After a phoney false start, the six of them launch into the strutting 'Made this whole joint for you' with Alexander doing his best to hide behind his signature beenie hat and sounding like Prince when he was still Prince. A quick nod in the direction of 'Sympathy for the devil' ushers in the loose sanctified soul of 'Mother we just can't get enough'. Clanging keyboards, wristy guitar and the uninhibited wailing of Danielle Brisebois make it significantly harder and better then the studio version as Alexander tests out his falsetto and sits on the floor rather than showing he's not the world's slickest mover.

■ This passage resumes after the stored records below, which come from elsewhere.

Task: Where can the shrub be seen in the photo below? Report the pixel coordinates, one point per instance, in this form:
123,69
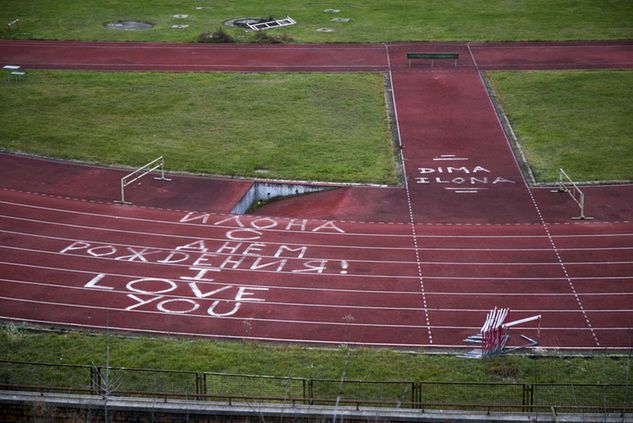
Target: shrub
264,38
219,36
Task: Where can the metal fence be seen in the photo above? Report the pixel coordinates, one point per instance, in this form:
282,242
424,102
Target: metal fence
232,388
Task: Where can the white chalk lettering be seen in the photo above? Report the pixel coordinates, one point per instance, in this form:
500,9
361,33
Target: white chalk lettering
257,264
171,258
140,302
138,255
329,225
193,306
198,246
94,281
312,266
131,286
198,293
193,216
78,245
243,234
282,249
200,276
301,224
243,292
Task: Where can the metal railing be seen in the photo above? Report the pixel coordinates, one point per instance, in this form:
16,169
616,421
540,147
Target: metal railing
234,388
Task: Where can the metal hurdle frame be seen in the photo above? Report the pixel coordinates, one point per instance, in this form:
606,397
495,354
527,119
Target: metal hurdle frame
158,163
16,23
576,194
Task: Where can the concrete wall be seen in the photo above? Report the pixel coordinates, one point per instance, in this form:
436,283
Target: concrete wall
268,190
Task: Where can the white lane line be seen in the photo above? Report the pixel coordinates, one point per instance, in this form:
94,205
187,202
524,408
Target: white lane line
410,207
155,249
354,292
293,340
542,220
280,321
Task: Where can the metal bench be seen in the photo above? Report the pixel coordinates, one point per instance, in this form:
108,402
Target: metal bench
433,57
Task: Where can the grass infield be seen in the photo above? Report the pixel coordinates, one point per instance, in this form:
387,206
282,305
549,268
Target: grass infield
580,121
17,343
313,126
371,20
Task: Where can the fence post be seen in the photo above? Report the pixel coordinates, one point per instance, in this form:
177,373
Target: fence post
95,379
528,397
200,386
311,391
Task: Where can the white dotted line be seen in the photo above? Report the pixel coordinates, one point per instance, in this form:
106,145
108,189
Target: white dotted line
363,222
564,268
419,266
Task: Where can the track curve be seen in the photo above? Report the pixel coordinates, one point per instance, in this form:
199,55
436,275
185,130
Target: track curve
415,267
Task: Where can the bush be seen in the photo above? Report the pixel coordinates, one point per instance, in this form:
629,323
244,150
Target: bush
219,36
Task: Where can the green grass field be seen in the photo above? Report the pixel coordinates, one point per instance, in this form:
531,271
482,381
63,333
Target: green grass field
578,121
296,361
324,127
372,20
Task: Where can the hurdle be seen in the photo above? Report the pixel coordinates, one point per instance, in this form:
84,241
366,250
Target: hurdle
158,163
566,184
495,333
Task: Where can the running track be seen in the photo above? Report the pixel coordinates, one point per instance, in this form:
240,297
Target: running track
417,266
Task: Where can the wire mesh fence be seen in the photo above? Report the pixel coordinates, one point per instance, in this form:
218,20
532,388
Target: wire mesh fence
271,388
390,394
230,388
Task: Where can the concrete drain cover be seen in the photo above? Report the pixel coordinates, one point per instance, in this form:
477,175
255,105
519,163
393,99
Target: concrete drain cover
128,25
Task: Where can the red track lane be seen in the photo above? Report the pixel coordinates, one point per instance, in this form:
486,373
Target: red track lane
418,266
193,57
568,55
463,277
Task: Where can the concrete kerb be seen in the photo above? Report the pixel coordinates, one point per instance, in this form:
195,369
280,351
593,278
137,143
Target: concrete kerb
256,411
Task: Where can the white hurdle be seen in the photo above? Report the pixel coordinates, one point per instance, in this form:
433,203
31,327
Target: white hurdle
130,178
565,184
495,333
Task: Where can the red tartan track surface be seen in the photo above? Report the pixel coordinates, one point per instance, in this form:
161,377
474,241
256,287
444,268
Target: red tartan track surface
414,266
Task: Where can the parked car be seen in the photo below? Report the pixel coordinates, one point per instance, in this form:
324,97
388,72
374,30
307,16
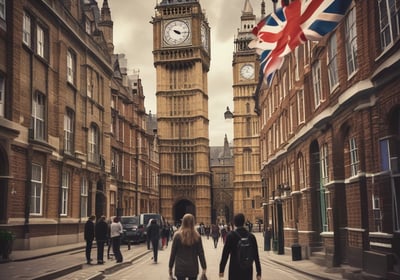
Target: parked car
144,219
133,231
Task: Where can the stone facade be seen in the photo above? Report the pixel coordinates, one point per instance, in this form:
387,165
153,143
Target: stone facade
182,63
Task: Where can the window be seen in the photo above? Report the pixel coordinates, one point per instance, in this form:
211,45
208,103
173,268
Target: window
324,164
26,30
2,95
40,41
3,9
88,26
247,160
71,67
376,209
302,175
93,152
300,106
316,72
248,126
351,42
89,86
65,185
68,131
353,157
332,63
389,20
84,197
36,190
38,116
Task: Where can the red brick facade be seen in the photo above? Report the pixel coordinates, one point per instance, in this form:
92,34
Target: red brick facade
343,188
58,76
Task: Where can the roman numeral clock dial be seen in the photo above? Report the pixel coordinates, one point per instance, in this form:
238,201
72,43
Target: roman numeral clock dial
176,32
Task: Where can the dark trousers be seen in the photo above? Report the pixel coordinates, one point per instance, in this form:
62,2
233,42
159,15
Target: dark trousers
154,243
116,241
88,249
100,250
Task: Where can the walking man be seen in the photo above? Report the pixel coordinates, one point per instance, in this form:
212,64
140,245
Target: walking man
89,237
153,233
101,233
240,265
115,232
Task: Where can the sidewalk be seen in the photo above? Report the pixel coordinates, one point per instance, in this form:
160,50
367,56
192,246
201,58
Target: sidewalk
55,262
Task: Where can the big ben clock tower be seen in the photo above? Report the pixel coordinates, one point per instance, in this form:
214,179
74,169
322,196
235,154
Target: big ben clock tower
181,50
246,151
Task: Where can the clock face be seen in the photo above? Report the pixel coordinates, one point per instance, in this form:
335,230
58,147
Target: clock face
204,37
247,71
176,32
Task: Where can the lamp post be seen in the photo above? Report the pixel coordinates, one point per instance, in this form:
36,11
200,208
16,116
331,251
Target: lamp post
279,212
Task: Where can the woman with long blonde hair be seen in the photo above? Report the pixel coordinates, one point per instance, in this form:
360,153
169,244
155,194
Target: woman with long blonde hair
187,250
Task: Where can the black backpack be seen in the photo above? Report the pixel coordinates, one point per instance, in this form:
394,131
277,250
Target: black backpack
244,251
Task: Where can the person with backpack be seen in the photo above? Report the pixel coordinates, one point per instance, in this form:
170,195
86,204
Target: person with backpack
242,249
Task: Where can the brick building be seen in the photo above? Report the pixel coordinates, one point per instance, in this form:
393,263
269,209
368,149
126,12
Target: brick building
329,144
61,97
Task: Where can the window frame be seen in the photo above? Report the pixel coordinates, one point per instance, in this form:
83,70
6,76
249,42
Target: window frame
39,116
351,42
36,197
71,67
353,154
2,94
84,194
317,83
65,186
332,63
3,9
27,30
69,119
94,145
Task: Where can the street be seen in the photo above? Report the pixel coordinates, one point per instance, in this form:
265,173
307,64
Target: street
144,268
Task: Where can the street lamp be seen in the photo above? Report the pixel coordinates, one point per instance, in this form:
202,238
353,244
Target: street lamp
279,212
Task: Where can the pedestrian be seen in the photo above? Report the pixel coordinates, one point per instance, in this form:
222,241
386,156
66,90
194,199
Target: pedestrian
236,269
109,240
101,233
89,237
165,235
116,231
153,234
187,250
215,234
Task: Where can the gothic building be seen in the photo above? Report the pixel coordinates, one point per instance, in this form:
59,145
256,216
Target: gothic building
329,144
222,170
181,40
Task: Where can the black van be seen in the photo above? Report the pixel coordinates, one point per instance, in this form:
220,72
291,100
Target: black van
144,219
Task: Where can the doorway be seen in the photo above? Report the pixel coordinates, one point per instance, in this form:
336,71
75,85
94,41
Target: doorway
181,208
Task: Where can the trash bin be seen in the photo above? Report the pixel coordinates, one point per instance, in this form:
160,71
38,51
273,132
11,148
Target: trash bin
296,252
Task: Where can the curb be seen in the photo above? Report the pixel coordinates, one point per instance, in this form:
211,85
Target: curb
96,276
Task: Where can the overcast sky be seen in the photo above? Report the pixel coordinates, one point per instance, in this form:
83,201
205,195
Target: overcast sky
133,36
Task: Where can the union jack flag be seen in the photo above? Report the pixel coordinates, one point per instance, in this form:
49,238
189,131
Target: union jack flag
293,24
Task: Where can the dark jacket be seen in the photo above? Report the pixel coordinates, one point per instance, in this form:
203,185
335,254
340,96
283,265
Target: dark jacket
186,258
101,230
230,248
153,232
89,231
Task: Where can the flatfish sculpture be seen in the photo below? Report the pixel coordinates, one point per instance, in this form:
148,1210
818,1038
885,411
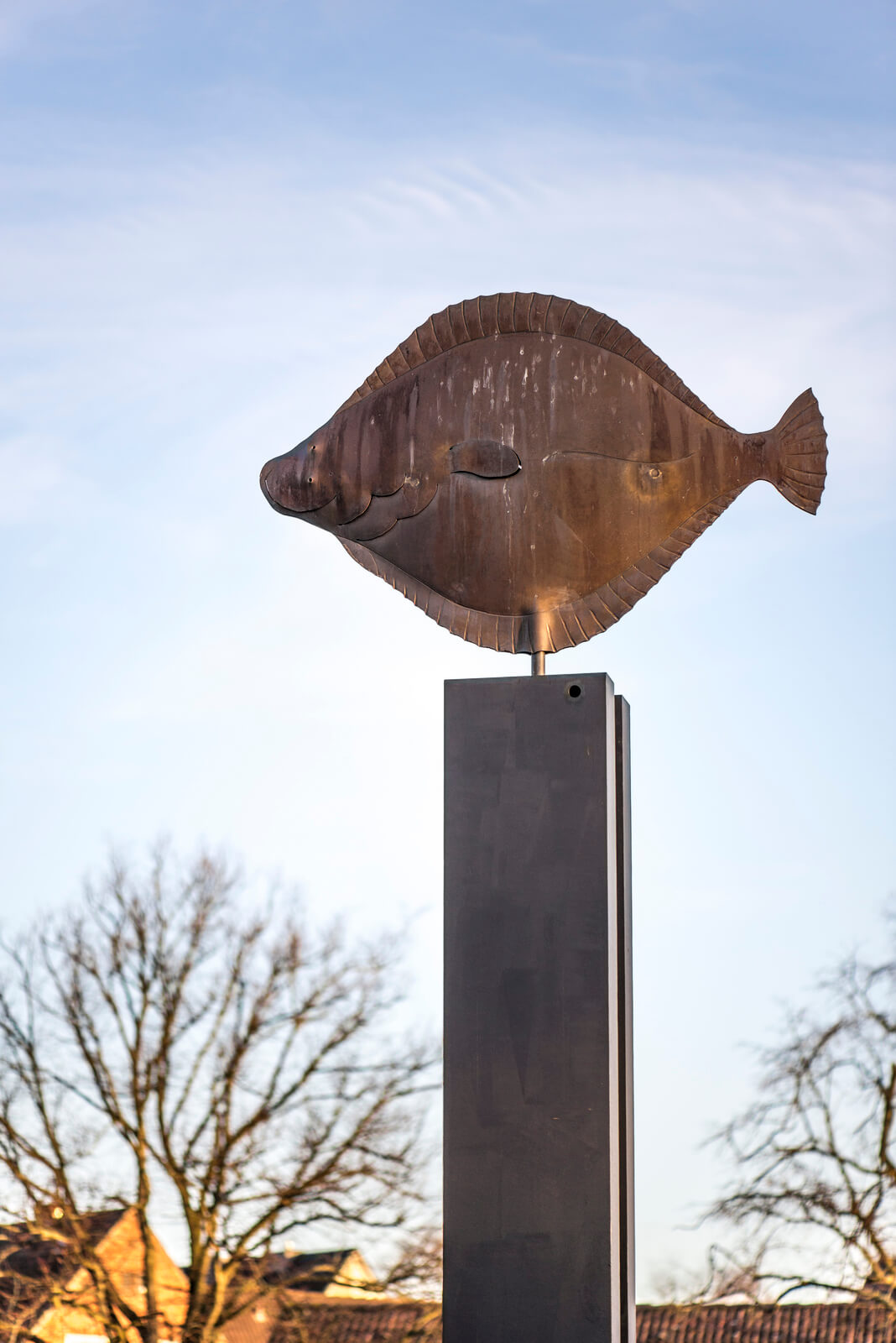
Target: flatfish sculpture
524,470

'We figured we'd do this for our urban friends who've showed up today. It's a little bit of a rap song', he deadpans by way of introducing 'I don't wanna die anymore'. Sure enough, there' some talking in tongues and guff about 'rocking the party that rocks the party' amid much finger jabbing and a chorus built of granite. They finish with the one song everybody knows, but not before Alexander has incited the crowd to 'tear up some grass like a bunch of animals so that the authorities will never allow a show to be put on here again'. He gets his wish, possibly more than he bargained for. Great clumps of turf are hurled at the stage. He celebrates by crawling into the crowd; a reaction at last. Tomorrow it's Cape Girardeau, Missouri. Surely, it can't be any harder than this.